Design a production file storage service
Company: Harvey AI
Role: Software Engineer
Category: System Design
Difficulty: hard
Interview Round: Technical Screen
Design a production-grade file storage service that supports the following semantics and constraints: APIs—addFile(String path) creates any missing folders and stores a file at a path like "path/to/somewhere/file.txt"; list(String path) returns the immediate children of the directory at the given path. Constraints—each directory can contain at most 5 entries (files + folders); attempts to exceed this limit must be atomically rejected; duplicate file names in the same directory are auto-renamed using OS-style suffixes (e.g., base
(
1).ext, base
(
2).ext), including handling inputs that already contain such suffixes. Describe: overall architecture (API layer, metadata service, content store), metadata schema and store choice (relational vs NoSQL), how you enforce the per-directory capacity limit and renaming atomically under concurrent requests, transaction boundaries and idempotency, content-addressed vs location-addressed storage and how file bytes are stored (e.g., object storage references), handling large files (streaming/resumable uploads), consistency model and failure/rollback, scalability (partitioning keys, sharding, caching), observability and rate/quota enforcement, data lifecycle (retention, deletion, versioning), and security (authn/authz, path traversal protection, encryption in transit/at rest). Define key SLIs/SLOs.
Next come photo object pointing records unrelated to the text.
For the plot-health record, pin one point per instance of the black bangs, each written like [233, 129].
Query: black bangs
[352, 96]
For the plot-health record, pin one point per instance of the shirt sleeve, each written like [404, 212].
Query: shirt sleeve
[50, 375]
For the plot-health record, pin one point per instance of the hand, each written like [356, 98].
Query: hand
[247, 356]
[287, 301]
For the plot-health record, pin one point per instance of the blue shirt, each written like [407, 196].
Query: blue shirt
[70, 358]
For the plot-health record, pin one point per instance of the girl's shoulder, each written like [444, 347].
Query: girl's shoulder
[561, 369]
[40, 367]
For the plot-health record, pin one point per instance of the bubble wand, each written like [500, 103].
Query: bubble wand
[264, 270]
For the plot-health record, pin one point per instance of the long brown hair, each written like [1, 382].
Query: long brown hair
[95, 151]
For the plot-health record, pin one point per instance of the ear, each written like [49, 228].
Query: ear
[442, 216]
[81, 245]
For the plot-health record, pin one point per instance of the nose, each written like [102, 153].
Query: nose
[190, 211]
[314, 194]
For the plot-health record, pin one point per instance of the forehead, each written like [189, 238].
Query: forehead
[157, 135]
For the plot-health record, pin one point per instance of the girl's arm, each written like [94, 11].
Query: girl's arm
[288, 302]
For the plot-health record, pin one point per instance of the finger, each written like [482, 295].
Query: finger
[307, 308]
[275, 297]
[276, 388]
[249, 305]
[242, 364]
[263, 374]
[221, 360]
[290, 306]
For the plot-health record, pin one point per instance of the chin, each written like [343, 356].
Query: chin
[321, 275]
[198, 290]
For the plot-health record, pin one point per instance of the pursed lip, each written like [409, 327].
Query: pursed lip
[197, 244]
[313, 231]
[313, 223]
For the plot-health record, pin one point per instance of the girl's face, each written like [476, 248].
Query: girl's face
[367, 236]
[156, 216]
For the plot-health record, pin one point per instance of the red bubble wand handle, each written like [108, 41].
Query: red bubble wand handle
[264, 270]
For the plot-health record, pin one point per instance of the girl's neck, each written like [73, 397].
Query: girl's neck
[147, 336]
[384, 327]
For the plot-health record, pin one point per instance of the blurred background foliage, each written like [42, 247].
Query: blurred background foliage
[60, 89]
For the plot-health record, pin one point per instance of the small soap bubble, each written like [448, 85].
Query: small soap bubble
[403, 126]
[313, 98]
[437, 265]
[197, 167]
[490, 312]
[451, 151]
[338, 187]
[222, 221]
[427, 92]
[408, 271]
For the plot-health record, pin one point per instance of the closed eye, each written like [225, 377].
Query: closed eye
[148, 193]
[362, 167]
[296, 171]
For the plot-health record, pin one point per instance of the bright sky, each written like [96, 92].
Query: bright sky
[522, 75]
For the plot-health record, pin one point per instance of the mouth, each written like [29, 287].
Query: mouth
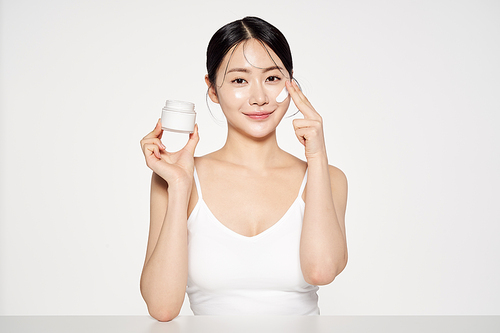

Quick Answer: This question evaluates a candidate's competency in distributed systems and storage architecture, covering metadata schema design, concurrency control for atomic per-directory limits and renaming, transaction boundaries and idempotency, storage models for file bytes, large-file handling, consistency and failure modes, scalability and partitioning, observability, lifecycle management, and security. It is in the System Design domain and is commonly asked because it reveals how a candidate reasons about architectural trade-offs and practical implementation concerns; it tests both high-level conceptual design and hands-on practical application.